What do you fear? For a lot of people, when confronted with this question, it’s easy to call upon a set of perfunctory responses: fear of dying, fear of being alone, fear of heights, fear of losing loved ones too soon. Most of us are so accustomed to this inquiry that we have a standard list of fears at the ready. With plenty of practice answering this “big picture” question, however, have you ever stopped to question the authenticity of your response?
Many years ago, I attended an intensive self-improvement program. While the program only lasted a duration of four days, I left each day feeling emotionally exhausted, but in the best way. Throughout the program, we would participate in a series of activities, requiring us to push our emotional boundaries, access our vulnerabilities, and open up to self-discovery. One of my favorite activities of the program was actually one of the simplest: a partner exercise designed to expose our most visceral fears. Unlike most Q and A sessions, this practice requires participants to say the first thoughts that surface, often revealing fears beyond the standard responses.
To give this exercise a try, enlist the help of someone you trust. You’ll want this person to be someone with whom you can be completely honest and vulnerable. Ideally, you should ask a boyfriend or girlfriend, sister or brother, best friend, or even a parent you’re close to!
1. Sit facing your partner in a room without distractions. Make sure your eyes are level and that you are able to maintain eye contact throughout the exercise.
2. Designate an “A” partner and a “B” partner. A will ask the question and B will answer.
3. To begin, set a timer for 5 minutes. A will ask B the question “What do you fear?” over and over again until the timer goes off. At first, B will be quick to respond–this is often when all of our surface fears are revealed. As the 5 minutes continues, however, B may struggle to answer, but it is important to continue, as this is the critical point at which underlying fears are be revealed. Some answers might not make sense or even contradict themselves, but it is important that you say the first thoughts that come to mind without any internal filtering.
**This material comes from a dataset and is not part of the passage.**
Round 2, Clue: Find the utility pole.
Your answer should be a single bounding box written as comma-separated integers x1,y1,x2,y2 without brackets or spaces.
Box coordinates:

4. Once the timer goes off, reset it and switch, making “B” the person that asks the questions and “A” the one who answers.
When I first tried the exercise, some of my answers included “failing my parents,” “connection,” and “gaining weight.” As an individual driven by curiosity, I loved this process of self-discovery and introspection. But beyond that, it was a great bonding experience for me; staring into another’s eyes, revealing my soul–so much of which I had unconsciously suppressed–was a tremendous practice in vulnerability and connection (which I discovered was a fear of mine!). With support from someone you love, you might discover that identifying your fears can be a driving force in achieving your dreams. I’m reminded of one of my favorite quotes: “Everything you’ve ever wanted is on the other side of fear.”
What are some of your greatest fears?